Hashstore - file fragmentation?

karsten · January 1, 2026, 3:25pm

Hej,

If I understood the concept correctly, hashstore uses container files to store the customer data. Those files can be up to 1 GB in size. Is there any mechanism to avoid fragmentation when inflating/deflating files? Wouldn’t it be better to create 1GB files upfront to fill them later?

Regards

Roxor · January 1, 2026, 3:35pm

Hashstore files are tracked to know how much data has been deleted from them… and once the percentage is high enough they get compacted/rewritten. So I believe fragmentation is managed by having those compaction events… as a chance to rewrite large slabs of active data sequentially.

alpharabbit · January 1, 2026, 5:25pm

Then you need to allocate all space from the very beginning, unpaid of course.

Toyoo · January 1, 2026, 7:08pm

These files are written sequentially and never reused for new files. On compaction, a new container file is created and data is copied from the old one, then the old one is removed. Fragmentation should not be a problem on any modern file system/operating system.

snorkel · January 2, 2026, 7:15am

But you have to leave some free space on the drive, in order that the fs/os can play with those 1GB containers and allocate continuous space to each. I wonder how each fs manages a 90% filled drive on hashstore and if ext4 is still the king regarding fragmentation?

Toyoo · January 2, 2026, 3:22pm

Shouldn’t be difficult to make an experiment. Want to try?

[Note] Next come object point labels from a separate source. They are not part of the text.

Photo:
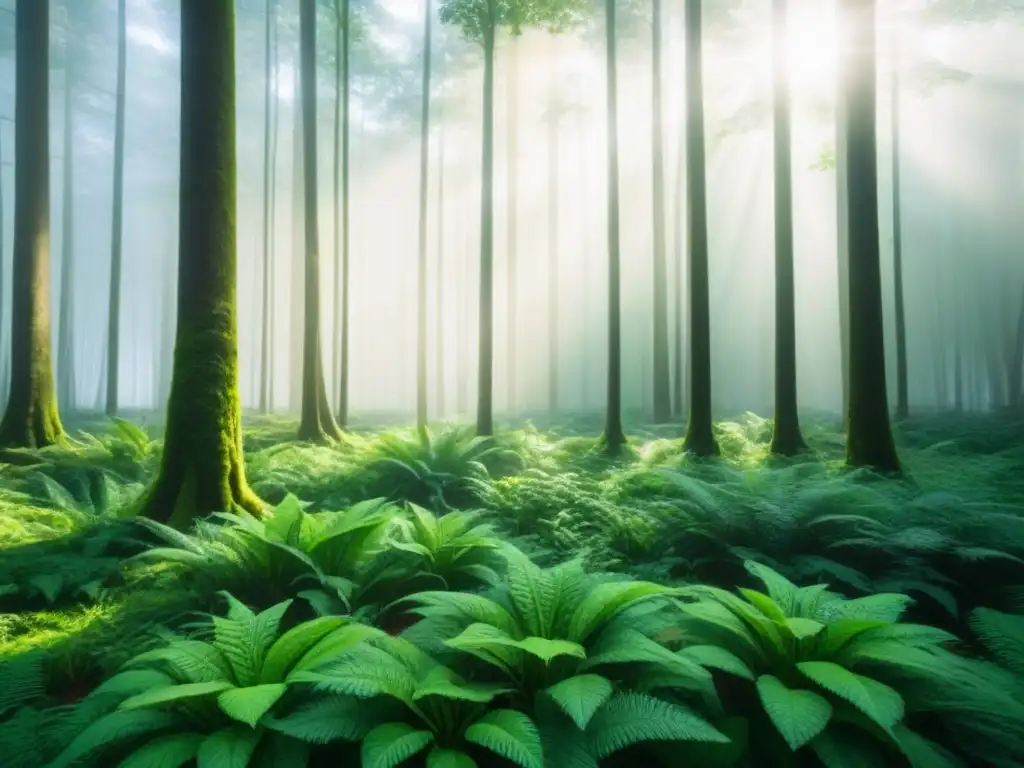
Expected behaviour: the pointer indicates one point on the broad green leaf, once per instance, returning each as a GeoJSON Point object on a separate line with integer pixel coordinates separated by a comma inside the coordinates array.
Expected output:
{"type": "Point", "coordinates": [798, 715]}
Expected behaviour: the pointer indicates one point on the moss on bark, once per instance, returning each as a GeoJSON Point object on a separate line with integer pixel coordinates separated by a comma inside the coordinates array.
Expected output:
{"type": "Point", "coordinates": [31, 419]}
{"type": "Point", "coordinates": [202, 470]}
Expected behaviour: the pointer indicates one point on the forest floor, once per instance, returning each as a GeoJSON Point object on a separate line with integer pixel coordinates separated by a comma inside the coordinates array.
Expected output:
{"type": "Point", "coordinates": [82, 586]}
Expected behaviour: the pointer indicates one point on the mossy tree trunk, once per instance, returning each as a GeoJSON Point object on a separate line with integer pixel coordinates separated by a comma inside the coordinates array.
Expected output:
{"type": "Point", "coordinates": [421, 331]}
{"type": "Point", "coordinates": [66, 313]}
{"type": "Point", "coordinates": [699, 431]}
{"type": "Point", "coordinates": [316, 422]}
{"type": "Point", "coordinates": [31, 419]}
{"type": "Point", "coordinates": [662, 381]}
{"type": "Point", "coordinates": [485, 363]}
{"type": "Point", "coordinates": [613, 438]}
{"type": "Point", "coordinates": [869, 439]}
{"type": "Point", "coordinates": [117, 226]}
{"type": "Point", "coordinates": [786, 439]}
{"type": "Point", "coordinates": [202, 469]}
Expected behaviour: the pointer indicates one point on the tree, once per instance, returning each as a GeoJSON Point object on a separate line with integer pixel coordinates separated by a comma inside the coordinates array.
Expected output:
{"type": "Point", "coordinates": [786, 439]}
{"type": "Point", "coordinates": [699, 432]}
{"type": "Point", "coordinates": [662, 390]}
{"type": "Point", "coordinates": [479, 20]}
{"type": "Point", "coordinates": [117, 227]}
{"type": "Point", "coordinates": [614, 437]}
{"type": "Point", "coordinates": [66, 341]}
{"type": "Point", "coordinates": [316, 422]}
{"type": "Point", "coordinates": [869, 439]}
{"type": "Point", "coordinates": [421, 336]}
{"type": "Point", "coordinates": [31, 418]}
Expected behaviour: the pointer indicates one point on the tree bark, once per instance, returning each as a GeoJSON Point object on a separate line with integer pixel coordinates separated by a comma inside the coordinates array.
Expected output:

snorkel · January 2, 2026, 7:41pm

Go for it…
I won’t.

Roxor · January 2, 2026, 7:48pm

I don’t remember caring about fragmentation since… maybe when 500GB HDDs were new?

A node on a fragmented filesystem… is still so much faster than the average Internet connection it’s attached to - it’s not worth worrying about.

snorkel · January 2, 2026, 11:34pm

but is not faster than an unfragmented node, against which it competes.

Ambifacient · January 3, 2026, 6:43pm

iirc the piece need not be fsync’d to disk to win the race.

arrogantrabbit · January 3, 2026, 10:52pm

Average segment size is under 4k. Default allocation size on ext4 is 4k. Therefore, fragmentation is irrelevant, literally. On zfs situation is even better.

Stop worrying about fragmentation. It does not matter.